Published on July 19, 2023 by Morgan Black  
Mertz, McCombs
Mertz, McCombs

Two faculty members in Samford University’s Brock School of Business, Breanne Mertz and Kate McCombs, have had their individual research on workplace topics published in national and international journals.

Mertz, an assistant professor of marketing, was a co-author for “Dignity in the workplace: a frontline service employee perspective” which was published by the Journal of Marketing Theory in Practice.

The study examines how work-life balance, social impact and ethical leadership contribute to perceptions of frontline employee dignity in the workplace. In their work, Mertz and her co-authors theorize that promoting and respecting human dignity in the workplace positively affects frontline employee well-being, increases organizational commitment and decreases turnover intention. Data collected in their study showed that work-life balance, ethical leadership and social impact are significantly related to workplace dignity which is positively related to organizational commitment and negatively related to turnover intentions.
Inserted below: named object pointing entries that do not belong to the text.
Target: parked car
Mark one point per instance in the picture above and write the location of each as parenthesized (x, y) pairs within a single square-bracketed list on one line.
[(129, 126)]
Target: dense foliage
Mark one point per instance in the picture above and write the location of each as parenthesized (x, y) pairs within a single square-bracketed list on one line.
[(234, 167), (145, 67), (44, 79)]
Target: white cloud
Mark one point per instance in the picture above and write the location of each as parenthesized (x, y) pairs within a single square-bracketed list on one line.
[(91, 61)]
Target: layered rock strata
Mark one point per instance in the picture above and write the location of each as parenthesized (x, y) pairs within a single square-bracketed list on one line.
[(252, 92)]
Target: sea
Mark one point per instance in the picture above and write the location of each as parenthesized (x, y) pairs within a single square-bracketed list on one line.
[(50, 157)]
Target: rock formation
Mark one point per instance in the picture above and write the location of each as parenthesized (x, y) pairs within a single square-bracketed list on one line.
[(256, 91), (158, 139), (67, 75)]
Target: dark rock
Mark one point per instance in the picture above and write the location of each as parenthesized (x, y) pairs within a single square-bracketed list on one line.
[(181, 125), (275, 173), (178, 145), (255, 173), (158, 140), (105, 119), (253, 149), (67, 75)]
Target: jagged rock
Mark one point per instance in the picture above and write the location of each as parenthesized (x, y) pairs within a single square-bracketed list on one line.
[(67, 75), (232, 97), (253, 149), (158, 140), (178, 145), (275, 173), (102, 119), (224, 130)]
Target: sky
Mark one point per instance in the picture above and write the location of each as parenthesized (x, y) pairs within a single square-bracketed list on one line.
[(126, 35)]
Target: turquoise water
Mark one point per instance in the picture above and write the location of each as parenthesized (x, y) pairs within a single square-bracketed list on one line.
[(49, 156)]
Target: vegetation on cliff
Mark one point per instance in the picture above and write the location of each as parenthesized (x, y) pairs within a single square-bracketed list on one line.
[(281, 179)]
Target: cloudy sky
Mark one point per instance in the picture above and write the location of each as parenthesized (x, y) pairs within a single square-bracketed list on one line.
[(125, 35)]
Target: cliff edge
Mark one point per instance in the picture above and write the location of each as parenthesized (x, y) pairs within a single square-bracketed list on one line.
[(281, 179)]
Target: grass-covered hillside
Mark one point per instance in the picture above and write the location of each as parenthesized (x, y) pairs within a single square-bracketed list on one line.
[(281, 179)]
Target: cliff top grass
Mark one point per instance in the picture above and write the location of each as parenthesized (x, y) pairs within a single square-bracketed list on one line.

McCombs, an assistant professor of management, was a co-author for “Understanding employee work-life conflict experiences: Self-leadership responses involving resource management for balancing work, family, and professional development” which was published by the Journal of Occupational and Organizational Psychology, a journal of the British Psychological Society. 

Her study uses data to explore the work-life conflict experiences of employees undergoing professional career development in the form of gaining a graduate degree. The data revealed that employees report three types of work-life conflict experiences—energizing, depleting and maintaining. In the paper, the authors demonstrate that when employees report energizing experiences, they utilize behavioral strategies of self-goal setting and self-observation to acquire more resources. When employees report depleting experiences, they utilize constructive thought strategies for the evaluation of dysfunctional beliefs and self-talk to recover from resource loss. Finally, they also found that when employees report maintaining experiences, they utilize natural rewards strategies to protect their stock of resources. The link between self-leadership strategies and work-life conflicts plays a crucial role in understanding how conflict can be resolved. 

At Samford, Mertz teaches courses related to consumer behavior, social media marketing and marketing principles. McCombs teaches courses related to leadership, human resource and organizational management, and entrepreneurship.

Samford is a leading Christian university offering undergraduate programs grounded in the liberal arts with an array of nationally recognized graduate and professional schools. Founded in 1841, Samford is the 87th-oldest institution of higher learning in the United States. Samford enrolls 5,791 students from 49 states, Puerto Rico and 16 countries in its 10 academic schools: arts, arts and sciences, business, divinity, education, health professions, law, nursing, pharmacy and public health. Samford fields 17 athletic teams that compete in the tradition-rich Southern Conference and ranks 6th nationally for its Graduation Success Rate among all NCAA Division I schools.